“They’re lucky to have you, Rhett. Malachi’s obviously smart and strong, but your military mind is something else. Your pack needs you.”
“My money helps too.” He smirked.
“Well, I wasn’t going to say it.”
She let her smile match the mischief in his, but then the gravity of what they had faced—what they might face again—fully caught up to her. Sudden nausea clamped onto her stomach as everything hit her at once. An alpha wolf out there somewhere was watching the footage from the drone. An alpha wolf who had, along with members of his pack, ambushed Malachi, shot with the intent to kill him. An alpha wolf who had violated April and meant to do it again, maybe to kill her too.
A warm hand settled on the back of her neck, and fingers kneaded the taut muscles. He was strong enough to rip a chunk from a picnic table, yet his touch was gentle now.
“Like you said,” Rhett growled softly, “I’ll protect them with everything I’ve got. And you too, Viv, now that you’re here.”
Oh… She lifted her head from her knees. “This is why.”
“Huh?” He cocked one eyebrow. His eyes had regained a bit of blue.
“Why you were so mad at me. One more person to look out for, and all this already on your plate. My timing sucks.”
“No, that’s not it.”
“Of course it is, and I can’t blame you.”
“No, Vivian.”
He scooted closer to her, and she leaned against his arm, rested her head on his shoulder, and inhaled his comfortable scent of steel and wild game. The knots in her stomach began to ease. They’d sat like this countless times while they told each other hard things and silly things and deep things like what they wanted from life.
“I want to be what I want, Viv. Not what he’s trying to twist me into.”
“When you say stuff like this, I think there must be things I don’t know.”
“Maybe I can tell you someday. When I’ve gotten him out of me.”
Words she’d forgotten, rushing back to her. And once, the week before he left, they’d held hands, fingers laced and thumbs twining. Once. The week she had wondered if she mattered to Rhett. The week before she’d proved he didn’t matter to her. Not enough, anyway.
This morning she’d put on a snug sweater and a cute skirt. This morning she’d looked herself in the mirror and nodded.Resolved. She’d come here on a mission—well, on several, really. But now her presence here felt different.
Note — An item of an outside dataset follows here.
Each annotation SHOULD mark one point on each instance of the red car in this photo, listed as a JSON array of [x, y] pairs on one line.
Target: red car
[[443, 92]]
“Maybe I could help,” she said. “You’ve been training the wolves, right? I bet they can creep around the forest in formation by now. But I could spar with you, show the women how it’s done.”
He growled low in his throat.
“What? Don’t want your pack to see me flip you over my back?”
“I’m not sparring with you, Viv.”
“You should want the women of this pack to be as formidable as possible too.”
“I do.”
“Then tell me what the problem is, Rhett Helvering.”
He snarled.
“Don’t start with me. You don’t get to—”
“Jones,” he snapped. “I’m Rhett Jones.”
Vivian’s thoughts seemed to trip over themselves. “Jones?”
“It’s how they all know me.” He nodded to the wolves, a few of which were trying not to appear like eavesdroppers. “I got rid of Stone’s name a long time ago.”